I hate that they are seeing this. The parts of them I kept.
I clear my throat, grateful for the excuse to move.
“Water? Tea? Coffee? The kind of wine that could strip the paint off the walls?”
“Water,” Nate says.
Theo tilts his head.
“Water,” he repeats, then lets a slow smirk creep in. “If I drink paint-stripper, I’ll end up challenging the fan to a fight. And we both know the fan’s undefeated.”
I bite back a laugh, because that’s Theo, throwing out something ridiculous to cover whatever the hell’s running through his head. But it’s there, in the way his eyes don’t stay on me for long. He’s hiding something under the joke.
I make my way to the fridge, grateful I filled the water shelf yesterday. The cold seeps through the plastic as I grab two bottles. When I turn back, I freeze. Nate is at the table, leaning over my prints. His hands move, lifting one photograph, studying it for longer than I can stand, then setting it aside for the next.
I pass Theo his water on the way by, catching the glint of his rings in the light as he takes it.
My focus drifts back to Nate. He lifts another print, his brow drawn, the edge of his mouth unreadable. I wish for one fleeting second that the stacks scattered across the table were filled with shots of the band. Something I could point to and shrug off as work.
Instead, it is of them.
Theo in profile, his jaw caught in a shaft of light.
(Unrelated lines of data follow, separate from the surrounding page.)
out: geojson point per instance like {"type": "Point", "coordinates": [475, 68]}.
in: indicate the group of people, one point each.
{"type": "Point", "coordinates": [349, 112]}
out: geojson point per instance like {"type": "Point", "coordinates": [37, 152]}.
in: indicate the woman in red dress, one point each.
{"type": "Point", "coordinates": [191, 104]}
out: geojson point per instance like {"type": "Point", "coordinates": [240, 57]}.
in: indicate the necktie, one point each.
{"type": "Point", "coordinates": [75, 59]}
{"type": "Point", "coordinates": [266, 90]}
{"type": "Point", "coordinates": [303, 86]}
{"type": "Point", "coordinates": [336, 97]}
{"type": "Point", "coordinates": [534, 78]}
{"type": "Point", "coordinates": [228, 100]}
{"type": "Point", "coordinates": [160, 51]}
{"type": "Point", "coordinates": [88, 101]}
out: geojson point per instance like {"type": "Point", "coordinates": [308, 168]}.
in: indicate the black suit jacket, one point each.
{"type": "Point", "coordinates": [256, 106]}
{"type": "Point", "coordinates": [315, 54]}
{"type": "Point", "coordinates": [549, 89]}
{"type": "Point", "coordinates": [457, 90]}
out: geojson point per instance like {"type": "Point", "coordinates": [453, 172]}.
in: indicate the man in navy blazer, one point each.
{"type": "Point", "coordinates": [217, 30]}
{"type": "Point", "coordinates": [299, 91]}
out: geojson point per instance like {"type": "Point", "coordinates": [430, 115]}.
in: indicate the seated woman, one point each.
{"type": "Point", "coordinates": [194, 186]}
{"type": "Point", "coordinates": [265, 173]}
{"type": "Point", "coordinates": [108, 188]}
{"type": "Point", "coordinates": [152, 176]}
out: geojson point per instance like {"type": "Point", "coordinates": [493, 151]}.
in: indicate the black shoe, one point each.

Nate laughing at something I said off-camera. The three of us in frames I set on timers, moments where they didn’t realize they were mine to keep.
I had printed too many. I was aware of that. But missing them had sunk into my bones, and I needed them in my orbit again. This was the only way I could trap us in these small, frozen seconds and keep them where I could reach them.
I drift towards Nate as he studies another photograph. The fridge hum falls away. The whole room narrows to the table, the prints, his hands. To his fingertips skimming the border, almost reverent. A breath slides out of him. The vein at his temple ticks.
“Those are from the last day,” I say, not sure why but feel the need to say it even though I am sure he already knows.
He sets that print down and reaches for another. This one is of the three of us, timer-shot, my mouth open mid-laugh, Nate’s head tipped, Theo’s eyes on me instead of the lens. Heat crawls up my throat. I should have hidden these. I should have pretended I am less obvious than I am.
He places the print back on the table and straightens.
His gaze shifts to Theo. My eyes follow for a moment, catching the smallest movement of Theo giving him a nod. Subtle, but enough to send something skittering in my chest. The exchange carries a weight I haven’t been invited into, as though some conversation I’m not privy too.
What the fuck is going on?
I turn my head back, tilting my chin up until my eyes meet Nate’s.
Nothing about his look is casual now. The stare pins me in place, a warning that something is about to shift and can’t be undone.
He steps in, close enough that the heat rolling off him grazes my skin. His fingers brush mine as he takes the water bottle, eyes briefly scanning the cluttered table beside him. Not a scrap of bare wood from the weathered table shows beneath the scattered mess of prints. With nowhere to set it down, he turns, tossing the bottle onto the couch. It lands with a dull thud, forgotten.
I flick a nervous glance toward Theo.
He hasn’t moved from his place against the wall, but his eyes are locked on us with the kind of focus that makes the air press heavier. The way he’s watching, it’s almost as if I’ve been pulled into the middle of a moment they started without me.
When Nate faces me again, his focus pins me in place. The noise from the street fades, the air pulls tight until it feels too small to hold the both of us.
Nate’s voice is quiet when he speaks, but an edge cuts through—one I’ve only ever heard when he’s close to breaking.
“I never got a chance to say this before… when I had to. I should have said it before you left, but I was a coward.”
The words hang in the air, heavy, like they’re afraid to move too fast. Then he closes the last of the distance between us. His hand comes up, cupping my jaw. His thumb rests under my cheekbone, holding me as if he’s terrified I’ll disappear if he lets go. His gaze doesn’t waver.
“I love you,” he says. The words aren’t rushed, not thrown out to fill the silence. Every syllable sounds carved from something deep, years in the making. “I love you in a way I never believed I could again. I wake up wanting you. I fall asleep thinking about you. Every fucking day you’re not near me leaves me hollow, like I’m missing my own heart. And that scares the fucking shit out of me, Q. I thought I understood what you meant to me before, but these last two weeks have changed everything. You’ve always been a part of me, but now you’re the one part I can’t live without.”
My pulse is pure chaos. My chest feels too tight to hold everything that’s trying to get out.